Find ‘k’ smallest numbers from a million numbers (and take the girl with you!)

Your mum just told the “aunty next door”, the obese mother of your 6-year-crush “girl next door” that you are extremely smart and good in Math. WTF, mom?! And aunty being the crook she is, gives you her shopping list which has 1000 products with their prices and asks you to pick the least-values 10 products. Your crush is right there. If only you were in the Matrix, right?

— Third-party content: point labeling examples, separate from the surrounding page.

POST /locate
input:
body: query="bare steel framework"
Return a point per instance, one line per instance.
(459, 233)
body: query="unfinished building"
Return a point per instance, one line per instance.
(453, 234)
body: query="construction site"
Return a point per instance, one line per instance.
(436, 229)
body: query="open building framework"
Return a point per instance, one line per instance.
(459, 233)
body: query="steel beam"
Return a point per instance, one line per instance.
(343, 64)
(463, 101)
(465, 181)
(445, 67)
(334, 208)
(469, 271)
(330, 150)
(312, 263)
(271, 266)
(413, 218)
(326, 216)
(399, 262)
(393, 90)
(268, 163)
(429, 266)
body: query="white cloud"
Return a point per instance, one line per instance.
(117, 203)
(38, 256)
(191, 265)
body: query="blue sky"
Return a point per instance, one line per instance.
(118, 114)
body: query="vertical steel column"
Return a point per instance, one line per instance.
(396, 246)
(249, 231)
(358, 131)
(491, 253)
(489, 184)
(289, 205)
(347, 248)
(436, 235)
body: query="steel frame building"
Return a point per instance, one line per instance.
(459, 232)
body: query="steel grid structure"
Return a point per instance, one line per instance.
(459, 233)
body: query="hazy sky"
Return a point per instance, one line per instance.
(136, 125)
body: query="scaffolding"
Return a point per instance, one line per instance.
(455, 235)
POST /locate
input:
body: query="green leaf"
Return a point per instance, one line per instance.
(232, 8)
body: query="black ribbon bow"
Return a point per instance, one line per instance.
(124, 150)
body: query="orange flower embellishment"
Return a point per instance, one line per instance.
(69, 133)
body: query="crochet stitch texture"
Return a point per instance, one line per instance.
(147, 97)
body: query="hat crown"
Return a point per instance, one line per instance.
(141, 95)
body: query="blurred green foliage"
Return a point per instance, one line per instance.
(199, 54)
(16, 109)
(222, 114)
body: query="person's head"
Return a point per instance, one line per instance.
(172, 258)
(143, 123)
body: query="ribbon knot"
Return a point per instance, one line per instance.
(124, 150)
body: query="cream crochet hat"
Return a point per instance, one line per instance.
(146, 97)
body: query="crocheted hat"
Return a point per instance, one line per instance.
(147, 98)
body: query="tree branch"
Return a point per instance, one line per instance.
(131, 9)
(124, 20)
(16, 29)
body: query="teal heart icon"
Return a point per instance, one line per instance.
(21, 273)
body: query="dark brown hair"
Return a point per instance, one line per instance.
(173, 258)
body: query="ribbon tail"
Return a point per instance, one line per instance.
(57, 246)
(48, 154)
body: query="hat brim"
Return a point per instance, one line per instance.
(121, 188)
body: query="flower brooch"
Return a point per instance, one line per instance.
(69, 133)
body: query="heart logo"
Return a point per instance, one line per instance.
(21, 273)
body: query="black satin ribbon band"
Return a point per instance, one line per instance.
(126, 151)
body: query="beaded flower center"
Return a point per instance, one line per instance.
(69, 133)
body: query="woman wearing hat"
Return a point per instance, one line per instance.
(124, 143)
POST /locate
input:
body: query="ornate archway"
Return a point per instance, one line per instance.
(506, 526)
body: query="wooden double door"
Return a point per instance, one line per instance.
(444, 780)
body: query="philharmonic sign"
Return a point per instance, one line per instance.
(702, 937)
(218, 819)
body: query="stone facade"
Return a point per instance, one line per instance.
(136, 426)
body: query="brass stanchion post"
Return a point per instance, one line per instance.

Scale out the problem to finding the k smallest numbers from a million numbers and throw in a computer to solve the problem with code. What now? How do you go about it?

Well, you can sort all elements in O(n log n) time and pick the first k numbers. But can’t you try and be a little smarter? Even the girl knows basic sorting!

Maybe try and find a worst case O(n) complexity algorithm? Oh, stop staring! So here is the magic mantra: Hoare’s Quick Select algorithm.

In this algorithm, we use the technique of Partitioning from Quick Sort to get what we want. Partitioning basically takes a pivot element at random, puts it in its right place and puts all numbers lesser that the pivot to one side and the rest on the other. So if we are able to get the “k”th smallest number as the pivot, we are done! (as we can then pick the whole partition with k elements as our answer)

1. Start with a random pivot. Iteration number = 1 for the first time.

2. Partition the array. Takes O(n/iteration number) time.

3. If the pivot is placed at the kth position (relative to original array), we are done! Else, first increment Iteration number. Then : If it is placed before the kth position, go to step 2 with the right hand partition as the array. Otherwise go to step 2 with the left partition.

Got the point? This can be a very helpful method to solve problems such as k largest or smallest element, etc.!

Now to  prove time complexity O(n) in worst case. Since we process just one partition each time (as opposed to processing both partitions like we do in Quick Sort), here is how the effort looks –

Effort = n + n/2 + n/4 …

We know that 1/2+1/4+1/8+… = 1, (can prove it too)

Hence, Effort = n + n = 2n = O(n)

Tada! 🙂

Find the element which occurs > n/2 times in an array with n elements

Guess what? The Election Commissioner just called upon you to count the 10 billion votes and find out the person who has majority votes! You are flabbergasted! You had a weekend of good sleep planned out with snack breaks every 2 hours and now you are stuck with this grunt work! However, the EC ensures you that the one who wins will have more than half the total number of votes!

If you think of keeping a counter for each of the (assume (5 billion – 1) candidates) and then go on to find the one with the maximum number of votes by incrementing counts, well you can forget the next 3000 weekends and say goodbye to your sleep.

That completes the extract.